Archival scanner TIFFs: bleed-through, skew, and tables
Route `scan-tiff-ocr` (tiff_to_text.scan) focuses on scanner TIFFs with skew, gutter shadows, or bleed-through. Decide whether deskewing or binarization is required before OCR. For duplex scans, keep front/back page indices explicit. When printed tables mix with handwriting, zone them separately—expect handwritten rows to need manual entry. Archival workflows should store both the pristine TIFF and the transcript for auditability.
TIFF OCR tips for scanned archives
- Inside `scan-tiff-ocr`, fix orientation and skew, then run recognition on the reading order you expect archivists to follow.
- OCR table headers, body rows, and footnotes in separate crops to reduce column merge errors.
- File transcripts alongside thumbnails, DPI metadata, and operator IDs in the records system.
TIFF-to-text FAQ (scan)
How can teams reduce column drift when OCRing tables in `scan-tiff-ocr`?
Crop header, body, and totals separately; reduce shadows; manually verify currency columns.
Table columns collapse—what should change first?

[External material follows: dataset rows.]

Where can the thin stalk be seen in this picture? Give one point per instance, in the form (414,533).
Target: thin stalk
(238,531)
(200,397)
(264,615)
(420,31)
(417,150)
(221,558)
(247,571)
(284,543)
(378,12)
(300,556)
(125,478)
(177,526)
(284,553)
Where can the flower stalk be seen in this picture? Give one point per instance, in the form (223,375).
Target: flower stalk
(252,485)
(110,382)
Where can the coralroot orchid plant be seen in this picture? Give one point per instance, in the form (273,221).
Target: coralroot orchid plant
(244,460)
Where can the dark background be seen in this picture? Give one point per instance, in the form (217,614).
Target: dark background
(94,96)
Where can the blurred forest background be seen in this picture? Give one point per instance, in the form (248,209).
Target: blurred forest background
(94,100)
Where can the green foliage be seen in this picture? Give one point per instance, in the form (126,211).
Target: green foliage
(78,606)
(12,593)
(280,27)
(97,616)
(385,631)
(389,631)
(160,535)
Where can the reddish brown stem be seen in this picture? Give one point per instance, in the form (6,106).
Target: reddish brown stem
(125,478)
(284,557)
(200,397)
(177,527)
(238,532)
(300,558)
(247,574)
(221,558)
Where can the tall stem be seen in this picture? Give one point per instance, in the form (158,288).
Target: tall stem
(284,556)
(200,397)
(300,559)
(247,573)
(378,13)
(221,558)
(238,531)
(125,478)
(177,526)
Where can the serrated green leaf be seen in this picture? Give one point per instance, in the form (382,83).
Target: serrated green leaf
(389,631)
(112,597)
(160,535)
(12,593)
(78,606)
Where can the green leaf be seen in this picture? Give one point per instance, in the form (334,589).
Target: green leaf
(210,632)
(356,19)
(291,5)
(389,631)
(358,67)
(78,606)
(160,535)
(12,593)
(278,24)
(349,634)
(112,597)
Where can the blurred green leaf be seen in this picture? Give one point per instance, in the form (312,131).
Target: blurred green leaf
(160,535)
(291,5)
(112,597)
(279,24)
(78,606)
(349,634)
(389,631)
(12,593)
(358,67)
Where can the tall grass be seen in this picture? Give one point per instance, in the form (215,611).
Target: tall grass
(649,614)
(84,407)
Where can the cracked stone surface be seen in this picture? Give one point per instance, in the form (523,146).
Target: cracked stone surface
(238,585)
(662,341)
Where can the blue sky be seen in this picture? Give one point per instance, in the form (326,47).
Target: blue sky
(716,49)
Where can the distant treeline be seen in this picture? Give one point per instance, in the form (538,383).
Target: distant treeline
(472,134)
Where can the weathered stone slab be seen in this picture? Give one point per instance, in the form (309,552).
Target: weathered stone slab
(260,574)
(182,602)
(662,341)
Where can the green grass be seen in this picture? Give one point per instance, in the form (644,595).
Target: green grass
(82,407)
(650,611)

Crop header, body, and totals separately; deskew and reduce shadows before OCR.
Duplex scans flip page order—how to prevent it?
Record physical front/back in the control sheet; embed volume-page codes in export names.
What evidence do auditors expect?
Pristine TIFF, transcript, operator, and timestamp—encrypt when policy demands.
Handwritten margin notes mix with print—one pass?
Zone handwriting separately; expect manual capture for critical ink annotations.